The second problem is that our system fails to detect erroneously translated words, especially when prior knowledge is in need.

As shown in Table 6, for the first sentence, the provided model mistranslated the word Judah, which is a country, as a name. And in the second sentence, the word consulship, which refers to a period, is mistranslated as a building. To understand why these words are mistranslated, you may need related history knowledge.

Table 6. Wrong prediction caused by mistranslated words.

The mistranslation of these key information makes the whole sentence beyond understanding, but since there is no grammatic error and the syntactic structure is appropriate, our model refers to them as good translations.

For the first problem, we believe it can be alleviated by strategically picked training samples, with more sentence-pairs syntactically inconsistent but semantically correct. We will leave this as our future work.

Since both QE model and MT model are based on deep-learning, QE can barely solve these problems which MT model cannot solve. More training data may help to alleviate this problem, but can hardly solve it, as more training data does not really introduce structured prior knowledge. We believe this is the limitation of QE.

6 Conclusion

Machine translation quality estimation (Quality Estimation, QE) aims to evaluate the quality of machine translation automatically without reference provided. Despite it has attracted a lot of research interest recent years, few works have been done to deal with QE in an unsupervised manner.

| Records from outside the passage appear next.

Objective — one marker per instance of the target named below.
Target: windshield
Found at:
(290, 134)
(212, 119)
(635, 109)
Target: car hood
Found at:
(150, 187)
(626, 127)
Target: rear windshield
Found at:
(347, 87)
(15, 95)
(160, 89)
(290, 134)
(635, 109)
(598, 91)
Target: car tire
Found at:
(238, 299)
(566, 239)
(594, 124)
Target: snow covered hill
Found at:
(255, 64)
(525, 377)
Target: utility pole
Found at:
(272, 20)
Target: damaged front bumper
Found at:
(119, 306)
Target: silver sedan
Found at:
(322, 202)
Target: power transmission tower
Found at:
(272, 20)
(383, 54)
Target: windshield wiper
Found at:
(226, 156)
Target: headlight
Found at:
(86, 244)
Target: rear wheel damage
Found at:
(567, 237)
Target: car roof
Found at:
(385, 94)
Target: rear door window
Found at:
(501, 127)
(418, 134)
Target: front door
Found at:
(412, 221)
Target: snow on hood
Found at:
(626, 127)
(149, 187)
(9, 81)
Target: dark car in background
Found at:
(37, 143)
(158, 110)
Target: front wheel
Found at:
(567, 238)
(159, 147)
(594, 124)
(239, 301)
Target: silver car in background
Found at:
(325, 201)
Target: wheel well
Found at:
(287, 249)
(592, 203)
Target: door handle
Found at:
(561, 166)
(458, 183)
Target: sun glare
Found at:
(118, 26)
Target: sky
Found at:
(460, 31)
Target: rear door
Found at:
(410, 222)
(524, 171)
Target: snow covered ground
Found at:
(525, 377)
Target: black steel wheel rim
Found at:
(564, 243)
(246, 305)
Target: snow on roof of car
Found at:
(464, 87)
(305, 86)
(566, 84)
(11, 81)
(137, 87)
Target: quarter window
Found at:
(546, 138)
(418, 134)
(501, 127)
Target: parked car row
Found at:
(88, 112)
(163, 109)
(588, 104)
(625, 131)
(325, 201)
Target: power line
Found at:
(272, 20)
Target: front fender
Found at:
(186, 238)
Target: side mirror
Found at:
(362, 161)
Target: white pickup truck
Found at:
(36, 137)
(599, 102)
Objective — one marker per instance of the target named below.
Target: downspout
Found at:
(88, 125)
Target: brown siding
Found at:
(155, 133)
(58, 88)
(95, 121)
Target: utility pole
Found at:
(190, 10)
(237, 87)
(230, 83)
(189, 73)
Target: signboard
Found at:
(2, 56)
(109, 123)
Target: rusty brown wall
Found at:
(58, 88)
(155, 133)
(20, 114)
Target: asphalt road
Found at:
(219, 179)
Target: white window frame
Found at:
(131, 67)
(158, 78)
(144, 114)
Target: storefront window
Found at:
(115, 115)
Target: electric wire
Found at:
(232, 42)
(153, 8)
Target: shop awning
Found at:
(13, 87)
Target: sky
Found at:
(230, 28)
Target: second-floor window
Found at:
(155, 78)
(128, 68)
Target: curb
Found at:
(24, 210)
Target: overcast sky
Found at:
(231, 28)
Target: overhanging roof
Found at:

In this paper, we have devised an unsupervised approach to QE where we do not rely on any glass-box features. We create massive pseudo data based on automatic machine translation evaluation (MTE) metrics such as BLEU, TER and BERTscore, from publicly accessible machine translation parallel dataset. Then we use the MTE-based QE data to fine-tune multilingual pre-trained models, to predict direct assessment (DA) scores. Our approach surpassed previous unsupervised methods by a large margin, and even surpassed supervised methods, proving the effectiveness of incorporating MTE metrics into QE.

Despite the lack of human-annotated DA scores, the MTE metrics can provide a highly reliable evaluation for machine translated sentences, and enable us to perform QE in an unsupervised way. We will continue to explore the application of MTE in QE models, and try to reach the limitation of deep-learning based QE.